NEW YORK (Reuters Health) – Pregnant women and pediatric patients with inflammatory bowel disease (IBD) should be treated with biological therapy to induce and maintain remission, according to the new London Position Statement of the World Congress of Gastroenterology.

“In both populations, the risk of the untreated disease is greater than the risk of most medications, which is the key thing to keep in mind,” Dr. Uma Mahadevan from UCSF Center for Colitis and Crohn’s Disease, San Francisco, California told Reuters Health by email.

Dr. Mahadevan and colleagues present the current evidence on efficacy and safety of biological therapy during pregnancy and when treating children in the December 14th American Journal of Gastroenterology online.

Because the greatest risk to mother and fetus during pregnancy is active IBD and not the medication used to treat it, the group advocates the use of infliximab, adalimumab, or certolizumab during pregnancy. Infliximab and certolizumab appear safe during breastfeeding, but there are no safety data for adalimumab with breastfeeding. Whether or not natalizumab is safe in this setting remains to be determined.

For children, infliximab is effective for inducing and maintaining response and remission in Crohn’s disease, but scheduled infusions are more effective than episodic therapy for maintaining remission. Adalimumab and natalizumab are also effective for inducing and maintaining remission, whereas there are no published data on certolizumab use in children.
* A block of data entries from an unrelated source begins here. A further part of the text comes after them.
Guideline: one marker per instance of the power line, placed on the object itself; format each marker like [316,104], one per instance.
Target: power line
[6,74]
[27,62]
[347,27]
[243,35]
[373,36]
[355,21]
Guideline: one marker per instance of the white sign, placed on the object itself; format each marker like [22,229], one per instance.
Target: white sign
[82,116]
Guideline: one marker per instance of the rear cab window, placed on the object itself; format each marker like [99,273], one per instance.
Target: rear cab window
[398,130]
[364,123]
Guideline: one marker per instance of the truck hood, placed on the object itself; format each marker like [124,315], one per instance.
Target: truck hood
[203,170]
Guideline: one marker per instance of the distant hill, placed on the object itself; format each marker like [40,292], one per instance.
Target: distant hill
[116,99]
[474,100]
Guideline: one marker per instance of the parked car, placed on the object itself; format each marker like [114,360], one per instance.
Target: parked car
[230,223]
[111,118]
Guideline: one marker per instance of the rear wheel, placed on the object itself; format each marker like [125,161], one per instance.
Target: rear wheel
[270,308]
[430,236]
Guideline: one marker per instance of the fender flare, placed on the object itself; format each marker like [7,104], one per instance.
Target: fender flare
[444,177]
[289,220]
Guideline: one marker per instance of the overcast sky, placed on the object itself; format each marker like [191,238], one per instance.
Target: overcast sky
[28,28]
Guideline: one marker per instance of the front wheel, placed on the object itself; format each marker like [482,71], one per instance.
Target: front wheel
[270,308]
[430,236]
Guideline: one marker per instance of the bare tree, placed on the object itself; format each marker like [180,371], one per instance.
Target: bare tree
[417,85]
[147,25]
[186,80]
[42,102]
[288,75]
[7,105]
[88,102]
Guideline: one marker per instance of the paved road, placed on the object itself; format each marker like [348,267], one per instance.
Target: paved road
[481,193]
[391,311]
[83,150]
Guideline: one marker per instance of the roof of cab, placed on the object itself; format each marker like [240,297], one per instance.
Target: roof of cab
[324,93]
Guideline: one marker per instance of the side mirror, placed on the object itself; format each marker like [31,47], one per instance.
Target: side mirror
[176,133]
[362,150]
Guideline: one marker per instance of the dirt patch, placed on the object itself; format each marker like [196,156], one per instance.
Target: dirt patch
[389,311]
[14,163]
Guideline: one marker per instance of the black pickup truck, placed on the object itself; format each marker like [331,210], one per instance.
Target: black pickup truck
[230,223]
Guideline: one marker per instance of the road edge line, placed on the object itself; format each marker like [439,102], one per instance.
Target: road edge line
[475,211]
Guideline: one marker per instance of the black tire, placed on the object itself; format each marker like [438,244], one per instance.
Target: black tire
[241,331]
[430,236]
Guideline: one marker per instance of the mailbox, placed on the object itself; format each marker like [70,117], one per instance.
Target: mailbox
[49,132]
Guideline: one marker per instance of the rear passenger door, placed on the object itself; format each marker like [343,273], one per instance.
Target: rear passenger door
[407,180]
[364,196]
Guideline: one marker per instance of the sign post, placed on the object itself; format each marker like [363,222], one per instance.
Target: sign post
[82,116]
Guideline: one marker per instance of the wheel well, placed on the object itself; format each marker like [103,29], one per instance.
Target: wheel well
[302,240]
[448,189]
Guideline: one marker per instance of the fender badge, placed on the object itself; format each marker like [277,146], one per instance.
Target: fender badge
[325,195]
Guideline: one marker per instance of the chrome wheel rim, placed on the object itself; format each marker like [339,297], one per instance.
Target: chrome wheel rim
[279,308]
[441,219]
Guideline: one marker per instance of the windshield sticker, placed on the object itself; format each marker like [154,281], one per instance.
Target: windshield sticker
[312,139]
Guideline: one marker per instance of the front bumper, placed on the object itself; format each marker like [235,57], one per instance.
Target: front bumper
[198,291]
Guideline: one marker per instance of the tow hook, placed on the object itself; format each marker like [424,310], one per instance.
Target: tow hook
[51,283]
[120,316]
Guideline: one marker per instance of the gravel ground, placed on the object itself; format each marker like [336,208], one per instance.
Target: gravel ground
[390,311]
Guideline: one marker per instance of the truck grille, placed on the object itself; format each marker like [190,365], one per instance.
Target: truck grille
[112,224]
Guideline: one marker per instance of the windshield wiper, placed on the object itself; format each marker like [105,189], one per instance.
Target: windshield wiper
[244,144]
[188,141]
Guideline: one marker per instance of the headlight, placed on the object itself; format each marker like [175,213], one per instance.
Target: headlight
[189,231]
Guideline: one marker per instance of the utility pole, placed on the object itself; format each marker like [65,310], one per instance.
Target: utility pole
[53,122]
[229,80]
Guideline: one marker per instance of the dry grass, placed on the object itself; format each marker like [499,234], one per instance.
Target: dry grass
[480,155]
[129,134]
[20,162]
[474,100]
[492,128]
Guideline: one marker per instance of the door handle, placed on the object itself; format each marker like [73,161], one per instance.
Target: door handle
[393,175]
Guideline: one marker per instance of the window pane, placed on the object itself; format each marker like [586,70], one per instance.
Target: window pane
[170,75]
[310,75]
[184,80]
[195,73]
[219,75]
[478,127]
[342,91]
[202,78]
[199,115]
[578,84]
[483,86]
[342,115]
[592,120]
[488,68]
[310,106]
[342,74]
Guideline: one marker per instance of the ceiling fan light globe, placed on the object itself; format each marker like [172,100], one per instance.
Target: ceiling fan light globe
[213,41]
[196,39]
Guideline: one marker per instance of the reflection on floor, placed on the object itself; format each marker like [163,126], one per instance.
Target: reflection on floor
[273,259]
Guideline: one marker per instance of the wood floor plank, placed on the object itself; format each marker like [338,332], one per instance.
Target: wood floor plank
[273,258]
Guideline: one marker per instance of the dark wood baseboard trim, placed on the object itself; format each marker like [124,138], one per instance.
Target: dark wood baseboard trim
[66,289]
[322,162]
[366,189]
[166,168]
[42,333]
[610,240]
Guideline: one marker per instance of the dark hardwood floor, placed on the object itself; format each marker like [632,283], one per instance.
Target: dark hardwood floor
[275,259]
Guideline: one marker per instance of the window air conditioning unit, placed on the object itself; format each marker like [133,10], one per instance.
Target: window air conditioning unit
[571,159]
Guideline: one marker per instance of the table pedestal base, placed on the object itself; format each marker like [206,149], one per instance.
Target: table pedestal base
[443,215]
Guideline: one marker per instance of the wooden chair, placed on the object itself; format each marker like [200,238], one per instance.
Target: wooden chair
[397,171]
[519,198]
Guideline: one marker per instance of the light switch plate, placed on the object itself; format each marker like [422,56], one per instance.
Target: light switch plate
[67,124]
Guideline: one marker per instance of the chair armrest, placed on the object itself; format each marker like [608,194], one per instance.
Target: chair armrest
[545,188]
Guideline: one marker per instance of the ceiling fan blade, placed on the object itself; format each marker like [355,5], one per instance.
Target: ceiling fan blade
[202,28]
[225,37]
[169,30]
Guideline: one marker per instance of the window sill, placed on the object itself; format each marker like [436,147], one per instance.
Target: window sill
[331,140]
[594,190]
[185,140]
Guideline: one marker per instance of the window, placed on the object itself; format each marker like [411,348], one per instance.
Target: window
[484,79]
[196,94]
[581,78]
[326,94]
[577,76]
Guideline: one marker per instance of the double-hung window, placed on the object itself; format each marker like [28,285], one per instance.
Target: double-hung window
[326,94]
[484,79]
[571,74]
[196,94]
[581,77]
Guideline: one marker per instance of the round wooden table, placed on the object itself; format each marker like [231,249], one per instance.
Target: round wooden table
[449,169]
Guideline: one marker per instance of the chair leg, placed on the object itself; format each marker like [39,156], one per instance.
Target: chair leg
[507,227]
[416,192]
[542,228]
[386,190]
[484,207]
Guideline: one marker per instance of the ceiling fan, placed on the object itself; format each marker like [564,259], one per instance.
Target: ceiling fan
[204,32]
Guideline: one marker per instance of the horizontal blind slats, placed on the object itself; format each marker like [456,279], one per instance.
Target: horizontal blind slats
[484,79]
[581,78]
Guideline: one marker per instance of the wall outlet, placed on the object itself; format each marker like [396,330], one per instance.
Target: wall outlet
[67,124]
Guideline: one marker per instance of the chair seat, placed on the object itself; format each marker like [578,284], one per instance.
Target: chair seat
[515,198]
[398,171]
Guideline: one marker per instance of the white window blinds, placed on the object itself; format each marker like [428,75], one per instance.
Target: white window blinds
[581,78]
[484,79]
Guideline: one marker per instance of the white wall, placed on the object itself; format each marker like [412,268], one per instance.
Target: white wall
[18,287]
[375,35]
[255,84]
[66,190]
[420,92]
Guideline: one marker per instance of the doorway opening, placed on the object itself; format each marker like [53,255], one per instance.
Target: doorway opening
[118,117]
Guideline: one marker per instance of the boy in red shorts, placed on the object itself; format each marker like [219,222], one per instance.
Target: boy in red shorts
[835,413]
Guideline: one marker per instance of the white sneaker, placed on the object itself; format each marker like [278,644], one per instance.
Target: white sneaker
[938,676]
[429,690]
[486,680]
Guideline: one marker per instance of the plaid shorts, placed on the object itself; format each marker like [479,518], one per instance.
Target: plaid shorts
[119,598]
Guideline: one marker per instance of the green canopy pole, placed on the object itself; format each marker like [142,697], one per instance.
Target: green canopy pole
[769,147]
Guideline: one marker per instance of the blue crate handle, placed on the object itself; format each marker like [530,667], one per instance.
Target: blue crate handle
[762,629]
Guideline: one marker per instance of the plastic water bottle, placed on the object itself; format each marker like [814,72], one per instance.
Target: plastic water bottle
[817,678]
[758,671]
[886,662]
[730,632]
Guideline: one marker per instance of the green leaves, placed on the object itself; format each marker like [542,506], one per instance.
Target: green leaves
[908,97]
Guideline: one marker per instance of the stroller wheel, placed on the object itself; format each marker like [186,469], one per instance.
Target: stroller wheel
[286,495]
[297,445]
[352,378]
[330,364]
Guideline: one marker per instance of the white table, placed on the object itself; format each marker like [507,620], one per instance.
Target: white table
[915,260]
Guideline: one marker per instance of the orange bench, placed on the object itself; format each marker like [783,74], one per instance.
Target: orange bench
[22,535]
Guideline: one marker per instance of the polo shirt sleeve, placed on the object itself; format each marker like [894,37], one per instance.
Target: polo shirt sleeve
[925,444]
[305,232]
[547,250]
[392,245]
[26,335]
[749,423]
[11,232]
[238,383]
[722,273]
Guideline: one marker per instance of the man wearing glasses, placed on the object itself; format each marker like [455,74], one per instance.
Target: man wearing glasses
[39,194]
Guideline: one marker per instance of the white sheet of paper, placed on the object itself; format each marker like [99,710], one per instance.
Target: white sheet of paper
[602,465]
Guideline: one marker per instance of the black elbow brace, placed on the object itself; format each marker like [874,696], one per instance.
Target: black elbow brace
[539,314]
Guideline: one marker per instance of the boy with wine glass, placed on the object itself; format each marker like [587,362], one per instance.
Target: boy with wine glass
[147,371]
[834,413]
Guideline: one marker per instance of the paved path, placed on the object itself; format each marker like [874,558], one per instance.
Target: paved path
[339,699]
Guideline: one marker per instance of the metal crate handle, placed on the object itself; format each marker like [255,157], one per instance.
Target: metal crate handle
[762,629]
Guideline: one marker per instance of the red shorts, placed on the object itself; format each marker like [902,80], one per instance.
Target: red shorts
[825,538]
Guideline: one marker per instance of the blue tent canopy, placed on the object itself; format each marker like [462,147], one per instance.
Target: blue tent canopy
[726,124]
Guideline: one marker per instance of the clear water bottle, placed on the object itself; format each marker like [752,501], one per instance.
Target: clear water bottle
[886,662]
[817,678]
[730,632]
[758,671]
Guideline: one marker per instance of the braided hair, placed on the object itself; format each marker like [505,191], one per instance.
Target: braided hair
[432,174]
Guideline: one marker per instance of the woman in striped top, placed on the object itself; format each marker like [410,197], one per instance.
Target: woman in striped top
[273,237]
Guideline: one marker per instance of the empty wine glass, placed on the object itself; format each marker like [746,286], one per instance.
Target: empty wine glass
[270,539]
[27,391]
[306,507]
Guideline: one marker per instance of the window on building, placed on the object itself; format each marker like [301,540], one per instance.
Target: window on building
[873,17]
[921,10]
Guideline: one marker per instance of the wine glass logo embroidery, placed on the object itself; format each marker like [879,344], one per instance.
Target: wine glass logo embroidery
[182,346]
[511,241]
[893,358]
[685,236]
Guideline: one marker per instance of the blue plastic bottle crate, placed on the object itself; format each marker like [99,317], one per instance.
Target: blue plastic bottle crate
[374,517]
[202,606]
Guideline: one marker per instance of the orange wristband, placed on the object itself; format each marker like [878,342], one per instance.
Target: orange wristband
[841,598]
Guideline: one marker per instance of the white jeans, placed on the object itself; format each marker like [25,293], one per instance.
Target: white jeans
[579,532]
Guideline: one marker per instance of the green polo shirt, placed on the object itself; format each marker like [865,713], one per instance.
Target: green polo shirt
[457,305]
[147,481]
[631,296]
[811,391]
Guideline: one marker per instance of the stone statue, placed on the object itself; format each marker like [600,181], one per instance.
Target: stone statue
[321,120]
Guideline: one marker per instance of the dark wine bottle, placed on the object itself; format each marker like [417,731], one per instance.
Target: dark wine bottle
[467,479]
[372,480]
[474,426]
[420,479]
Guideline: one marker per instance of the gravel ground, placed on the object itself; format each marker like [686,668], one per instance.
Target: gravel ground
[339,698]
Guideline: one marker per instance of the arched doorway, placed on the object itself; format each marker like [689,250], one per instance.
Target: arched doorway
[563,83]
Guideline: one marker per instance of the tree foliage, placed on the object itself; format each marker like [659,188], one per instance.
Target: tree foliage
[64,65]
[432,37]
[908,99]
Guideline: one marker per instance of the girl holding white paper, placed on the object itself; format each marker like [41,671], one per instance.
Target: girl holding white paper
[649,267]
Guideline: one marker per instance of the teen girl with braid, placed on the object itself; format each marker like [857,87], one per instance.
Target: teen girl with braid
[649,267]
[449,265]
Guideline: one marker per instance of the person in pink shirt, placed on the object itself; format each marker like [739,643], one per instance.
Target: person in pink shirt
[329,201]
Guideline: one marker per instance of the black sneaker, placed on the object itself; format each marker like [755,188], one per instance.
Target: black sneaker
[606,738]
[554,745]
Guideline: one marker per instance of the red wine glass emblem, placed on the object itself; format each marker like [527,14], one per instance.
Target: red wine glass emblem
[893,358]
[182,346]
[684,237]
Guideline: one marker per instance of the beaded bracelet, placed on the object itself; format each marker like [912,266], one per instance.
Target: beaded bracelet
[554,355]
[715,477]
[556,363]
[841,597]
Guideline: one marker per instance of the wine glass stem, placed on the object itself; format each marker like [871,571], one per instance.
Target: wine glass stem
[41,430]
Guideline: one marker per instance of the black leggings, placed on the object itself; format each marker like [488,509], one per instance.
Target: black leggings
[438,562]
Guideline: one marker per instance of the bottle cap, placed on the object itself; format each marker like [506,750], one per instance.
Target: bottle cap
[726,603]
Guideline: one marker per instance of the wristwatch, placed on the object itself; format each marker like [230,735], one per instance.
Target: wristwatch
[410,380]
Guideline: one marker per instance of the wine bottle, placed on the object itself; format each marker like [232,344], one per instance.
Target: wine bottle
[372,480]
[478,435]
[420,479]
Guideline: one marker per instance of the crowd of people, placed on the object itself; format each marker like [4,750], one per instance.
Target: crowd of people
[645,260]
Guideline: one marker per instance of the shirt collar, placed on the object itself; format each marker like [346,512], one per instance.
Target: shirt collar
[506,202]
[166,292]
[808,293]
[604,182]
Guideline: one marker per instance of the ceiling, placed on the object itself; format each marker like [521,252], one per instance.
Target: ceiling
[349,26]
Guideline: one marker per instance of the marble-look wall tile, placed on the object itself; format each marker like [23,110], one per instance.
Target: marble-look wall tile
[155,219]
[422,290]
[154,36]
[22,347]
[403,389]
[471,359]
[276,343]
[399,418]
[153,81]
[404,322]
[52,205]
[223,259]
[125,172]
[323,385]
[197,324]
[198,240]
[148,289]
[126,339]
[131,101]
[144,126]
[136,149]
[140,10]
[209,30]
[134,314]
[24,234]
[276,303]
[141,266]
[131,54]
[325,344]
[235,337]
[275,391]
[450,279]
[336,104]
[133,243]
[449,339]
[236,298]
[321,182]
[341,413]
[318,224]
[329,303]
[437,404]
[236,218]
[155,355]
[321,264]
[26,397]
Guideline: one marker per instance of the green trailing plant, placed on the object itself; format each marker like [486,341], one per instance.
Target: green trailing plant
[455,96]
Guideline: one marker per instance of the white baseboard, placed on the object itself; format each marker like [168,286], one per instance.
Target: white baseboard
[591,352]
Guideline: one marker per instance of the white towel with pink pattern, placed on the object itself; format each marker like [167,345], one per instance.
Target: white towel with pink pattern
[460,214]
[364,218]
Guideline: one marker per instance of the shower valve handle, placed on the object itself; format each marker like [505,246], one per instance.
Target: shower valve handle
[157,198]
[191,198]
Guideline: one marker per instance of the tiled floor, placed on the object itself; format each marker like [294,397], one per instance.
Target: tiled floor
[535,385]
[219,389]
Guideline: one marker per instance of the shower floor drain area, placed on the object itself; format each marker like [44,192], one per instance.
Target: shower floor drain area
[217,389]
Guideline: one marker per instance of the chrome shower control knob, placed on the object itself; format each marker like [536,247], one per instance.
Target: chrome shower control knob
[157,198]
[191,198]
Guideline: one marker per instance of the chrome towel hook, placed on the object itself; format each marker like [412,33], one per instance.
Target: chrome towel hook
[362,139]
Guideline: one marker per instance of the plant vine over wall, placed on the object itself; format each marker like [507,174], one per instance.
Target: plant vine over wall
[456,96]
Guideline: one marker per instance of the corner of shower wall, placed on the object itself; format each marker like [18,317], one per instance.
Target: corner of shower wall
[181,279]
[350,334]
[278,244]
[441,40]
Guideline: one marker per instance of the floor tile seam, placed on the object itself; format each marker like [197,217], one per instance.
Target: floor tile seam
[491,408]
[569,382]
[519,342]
Infliximab and adalimumab are also effective for inducing and maintaining remission in children with ulcerative colitis. Again, there are no data on certolizumab use in these children.

Infliximab promotes growth improvement in prepubertal and early-pubertal children with Crohn’s disease and is effective for treating cutaneous extraintestinal manifestations and uveitis. Adalimumab effectively treats uveitis in children with Crohn’s disease.

Because biological agents carry an increased risk of infection, they should be used with caution in children.

Children exposed to biological therapy in utero should receive their vaccines according to standard schedules, although live-virus vaccines are best not given if circulating biological agents are detectable. For children receiving biological therapy, inactivated vaccines are safe, but live-virus vaccines are contraindicated.

“The major concern in the pregnant patient is the health of the mother,” Dr. Mahadevan explained. “If the mother is healthy then the pregnancy is more likely to be healthy. We need to balance the risk of the medications (which are generally quite low for azathioprine, aminosalicylates and biologics) with the high risk of disease activity or a flare during the pregnant period. The latter can lead to preterm birth and miscarriage.”

“In children, avoiding effective therapy and allowing disease to progress can impact physical and emotional growth and development of the child as shown in many studies,” Dr. Mahadevan added. “They have a very short window in which they can grow and reach their maximal height. If they have severe disease during that time, their growth will be stunted.”

“Don’t be afraid to treat the patient with the medications that are felt to be effective and low risk,” Dr. Mahadevan concluded. “If you are concerned about the population you are treating, then refer them to an IBD specialist, as not doing anything and letting the disease run its course is much worse.”

Reference:

The London Position Statement of the World Congress of Gastroenterology on Biological Therapy for IBD With the European Crohn’s and Colitis Organisation: Pregnancy and Pediatrics

Am J Gastroenterol 14 December 2010.